2 Bände „Gottesferne“ von Bloem für uns Beide
1 Buch „Servus Kumpel“               für uns Beide
1 Buch „Nacht über Sibirien“ (Da wir das schon einmal haben, werde ich es sicher Kurt schenken. Ich habe sowieso nicht viel für ihn.)
1 Paar Fausthandschuhe (von denen ich Dir schon schrieb)
Einige Rasierklingen für Dich
2 Paar Einlegesohlen für Dich
1 Schachtel Patentknöpfe für Dich
1 italienische Briefmarke für Dich
1 Sagenbuch für Helga
1 Buch „Kampf um die Erzbahn“ für Jörg
Außerdem einige Pfefferkuchen für uns alle.
Da es doch nichts zu kaufen gibt, haben sie auch noch einige ältere Spielsachen mitgeschickt.
1 Lederumhängetasche und Stammbuchblumen für Helga, die Frau Lotte noch aus ihrer Jugendzeit aufgehoben hatte, ebenso ein Dominospiel für beide Kinder.
Papa hatte noch Winterhilfsabzeichen mitgeschickt. Als ich die Schachtel den Kindern rausbrachte, wusste ich nicht, dass in der Schachtel unten die Stammbuchblumen drin waren. Ich habe sie also Helga jetzt schon gegeben und sie hat sich wirklich sehr darüber gefreut, da das schon lange mal ihr Wunsch war, aber die gibt es doch jetzt nicht mehr.
Für Jörg hat Papa noch einen älteren Steinbaukasten mitgeschickt und 3 Kriegsbücher von Siegfried.
Papa schreibt, dass ssie uns gern noch mehr geschickt hätten, aber es gäbe ja wirklich nichts. Und solch altmodischen Kram, wie er jetzt manchmal verkauft und leider auch gekauft wird, wollen sie nicht schenken. Das möchte ich auch gar nicht haben. Dass sie kein Spielzeug bekommen, das glaube ich gern, denn das ist auch bei uns schon selten und dann wird es ja auf der Kinderkleiderkarte vermerkt.

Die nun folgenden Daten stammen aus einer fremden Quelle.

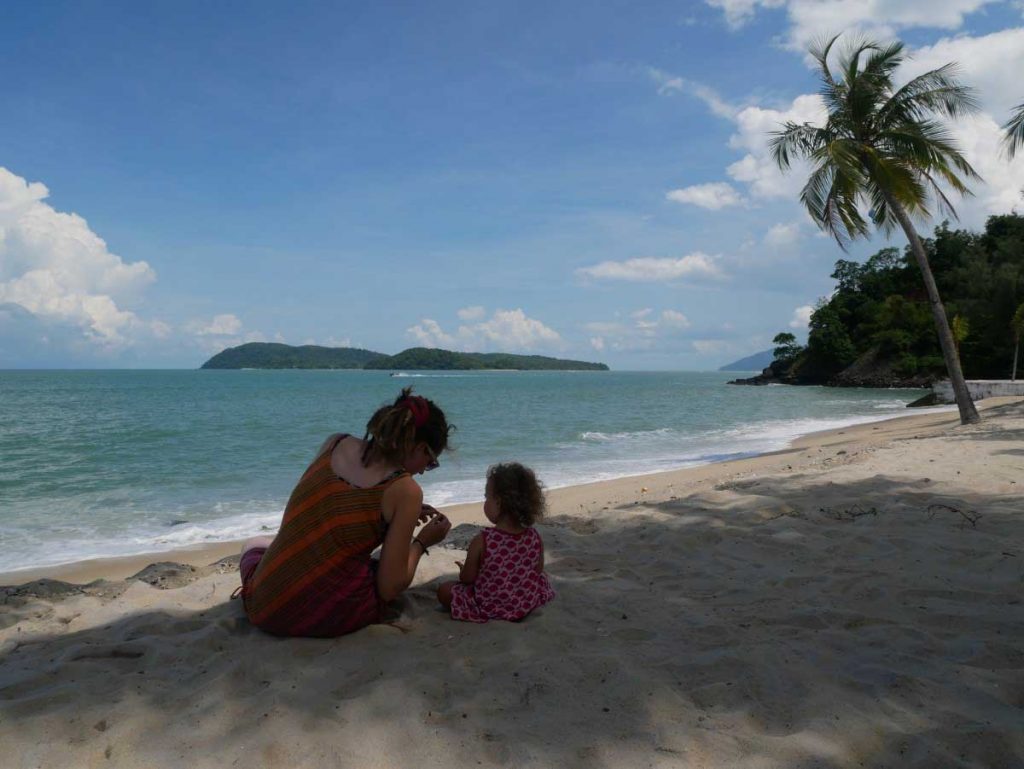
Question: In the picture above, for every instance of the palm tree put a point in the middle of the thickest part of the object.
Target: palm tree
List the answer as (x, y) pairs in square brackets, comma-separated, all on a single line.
[(1017, 326), (884, 147), (1014, 127)]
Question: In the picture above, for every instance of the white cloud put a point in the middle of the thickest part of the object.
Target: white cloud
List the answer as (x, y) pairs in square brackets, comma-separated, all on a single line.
[(810, 19), (757, 168), (643, 332), (674, 319), (651, 269), (714, 196), (671, 83), (738, 12), (224, 325), (782, 236), (507, 331), (711, 346), (801, 316), (989, 62), (512, 330), (336, 342), (55, 267), (428, 333)]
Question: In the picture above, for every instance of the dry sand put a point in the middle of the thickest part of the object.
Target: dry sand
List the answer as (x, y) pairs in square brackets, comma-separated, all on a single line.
[(853, 601)]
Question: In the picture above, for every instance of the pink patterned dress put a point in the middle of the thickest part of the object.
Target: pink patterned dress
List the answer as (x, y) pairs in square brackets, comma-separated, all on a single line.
[(508, 585)]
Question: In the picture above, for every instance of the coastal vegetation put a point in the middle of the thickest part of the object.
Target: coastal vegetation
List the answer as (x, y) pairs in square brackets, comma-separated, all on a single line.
[(883, 150), (273, 355), (438, 359), (877, 329)]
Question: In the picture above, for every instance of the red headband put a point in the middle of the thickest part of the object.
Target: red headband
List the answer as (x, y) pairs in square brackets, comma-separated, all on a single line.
[(419, 409)]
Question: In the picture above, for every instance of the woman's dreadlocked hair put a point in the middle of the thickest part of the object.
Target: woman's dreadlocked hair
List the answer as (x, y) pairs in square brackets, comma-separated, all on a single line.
[(394, 430)]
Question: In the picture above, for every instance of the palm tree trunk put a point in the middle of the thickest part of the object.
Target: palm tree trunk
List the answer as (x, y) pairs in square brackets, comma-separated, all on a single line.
[(969, 415)]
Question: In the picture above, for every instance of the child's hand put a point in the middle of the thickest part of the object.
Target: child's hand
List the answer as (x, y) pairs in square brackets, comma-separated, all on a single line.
[(434, 530)]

Die Frau Lotte schreibt: „Wie Papa bereits mitteilt, ist das Päckchen gut angekommen. Es war tatsächlich eine Überraschung, zumal auch ich damit eine Freude bereitet bekam. Ich danke recht herzlich dafür. Herzliche Grüße soll ich auch an Dich von ihr bestellen.
Vater wollte doch gestern rauf kommen und auch gleich den Dreifuß mitbringen. Er kam aber dann doch nicht. Darum habe ich die Kinder heute Nachmittag runter geschickt. Da war Vater gerade noch bei den Backvorbereitungen. Er will doch auch noch Stolle backen. Da wird er wahrscheinlich Nachtschicht einlegen.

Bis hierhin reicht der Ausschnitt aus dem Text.